COSTRUIRE L'ABITARE CONTEMPORANEO Nuovi temi e metodi del progetto, 2020
L’uomo conosce lo spazio attraverso l’abitare, azione imprescindibile capace di definire i confini stessi della Terra. I greci utilizzavano il termine “ecumene” per designare la porzione di terra abitata e nota all’uomo. Il termine ecumene starebbe a indicare “la casa dove abitiamo”. Nel tempo con questa parola si sono indicate parti sempre più ampie senza perdere, tuttavia, l’idea di unità. La caratterizzazione degli spazi necessari alla vita avviene per mezzo della cultura di chi li abita. In questo modo, l’ecumene si differenzia in tanti luoghi, diversi e unici. Ognuno di essi è una dimora, un ambito esistenziale in cui l’uomo raduna i significati delle cose che lo circondano. Da un’unica casa, l’uomo ne abita diverse e molteplici.
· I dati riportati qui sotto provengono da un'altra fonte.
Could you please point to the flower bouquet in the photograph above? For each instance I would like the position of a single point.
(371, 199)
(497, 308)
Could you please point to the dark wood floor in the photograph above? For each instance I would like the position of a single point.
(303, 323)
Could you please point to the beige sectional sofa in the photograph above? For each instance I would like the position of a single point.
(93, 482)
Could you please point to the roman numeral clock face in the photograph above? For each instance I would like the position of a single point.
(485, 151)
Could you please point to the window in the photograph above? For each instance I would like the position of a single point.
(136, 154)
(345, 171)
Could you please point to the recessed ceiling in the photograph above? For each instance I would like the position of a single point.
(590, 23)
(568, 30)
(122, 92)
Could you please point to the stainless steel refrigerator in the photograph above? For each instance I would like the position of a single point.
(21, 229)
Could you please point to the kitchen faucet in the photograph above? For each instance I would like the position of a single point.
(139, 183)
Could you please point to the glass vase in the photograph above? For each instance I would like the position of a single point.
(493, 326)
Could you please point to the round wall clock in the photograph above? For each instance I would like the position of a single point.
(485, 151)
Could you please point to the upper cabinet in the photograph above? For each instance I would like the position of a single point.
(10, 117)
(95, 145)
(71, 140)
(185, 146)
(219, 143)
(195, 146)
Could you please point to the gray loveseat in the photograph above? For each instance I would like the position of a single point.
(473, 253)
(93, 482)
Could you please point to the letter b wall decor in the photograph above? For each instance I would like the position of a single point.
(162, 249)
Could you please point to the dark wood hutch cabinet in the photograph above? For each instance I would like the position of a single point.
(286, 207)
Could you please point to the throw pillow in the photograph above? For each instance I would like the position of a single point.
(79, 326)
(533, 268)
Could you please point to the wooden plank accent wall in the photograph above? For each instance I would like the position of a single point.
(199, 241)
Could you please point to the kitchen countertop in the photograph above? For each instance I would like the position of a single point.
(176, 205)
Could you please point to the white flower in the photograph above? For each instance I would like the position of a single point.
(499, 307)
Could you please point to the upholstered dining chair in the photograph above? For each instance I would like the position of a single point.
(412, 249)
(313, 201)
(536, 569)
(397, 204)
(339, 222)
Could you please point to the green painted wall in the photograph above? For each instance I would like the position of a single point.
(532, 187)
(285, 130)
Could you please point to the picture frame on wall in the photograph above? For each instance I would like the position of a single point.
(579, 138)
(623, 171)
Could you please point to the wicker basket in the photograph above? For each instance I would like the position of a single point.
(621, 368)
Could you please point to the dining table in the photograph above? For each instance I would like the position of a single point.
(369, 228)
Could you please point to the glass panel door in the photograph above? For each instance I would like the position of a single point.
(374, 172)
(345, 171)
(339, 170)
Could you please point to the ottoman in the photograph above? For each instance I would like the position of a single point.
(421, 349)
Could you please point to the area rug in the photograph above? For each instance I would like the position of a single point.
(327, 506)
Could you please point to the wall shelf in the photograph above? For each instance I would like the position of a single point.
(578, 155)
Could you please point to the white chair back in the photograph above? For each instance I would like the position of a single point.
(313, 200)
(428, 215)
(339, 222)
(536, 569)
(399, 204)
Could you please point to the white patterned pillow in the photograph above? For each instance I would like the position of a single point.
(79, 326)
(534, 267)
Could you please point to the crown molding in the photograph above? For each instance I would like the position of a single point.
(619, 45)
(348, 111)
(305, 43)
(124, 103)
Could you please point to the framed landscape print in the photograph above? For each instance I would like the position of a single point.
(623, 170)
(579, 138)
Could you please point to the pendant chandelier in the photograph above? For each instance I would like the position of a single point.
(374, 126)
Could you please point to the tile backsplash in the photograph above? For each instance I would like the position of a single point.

È il mito della distruzione di Babele che si realizza nei modi in cui l’uomo concepisce gli spazi tanto della vita in comunità che della propria intimità. Ciò che ha sempre legato queste differenti declinazioni culturali, è il processo stesso dell’abitare. Qualunque sia la forma che ne consegue, questo si riconosce come la costruzione di un legame tra essere umano e spazio, attraverso azioni di identificazione e orientamento. A partire dagli anni Ottanta del XX secolo, il complesso fenomeno della globalizzazione contribuisce a definire una cultura globale; laddove «una cultura nasce e si sviluppa sempre [...] localmente, in una prossimità e in un contesto», la cultura globale mette in crisi questa proprietà affermandosi in un’area estesa al mondo intero. Ciò che accade con la globalizzazione è l’ampliamento dei confini della casa dell’uomo, un’immagine che si concretizza in una «prospettiva di urbanizzazione destinata ad abbracciare il pianeta, perdendo il senso sia della città che del globo. Un mondo come immensa città». Se il mondo si riconosce come lo spazio di azione naturale dell’uomo, allora si può affermare che esso diventa, nella sua totalità, noto e abitabile. Si tratta di un allargamento della sfera intima, per cui l’uomo riconosce se stesso attraverso il confronto con il mondo intero. Nell’espansione massima dell’ecumene, egli trasforma la Terra in un’unica casa. Ma mentre conosce il mondo, il luogo viene perduto.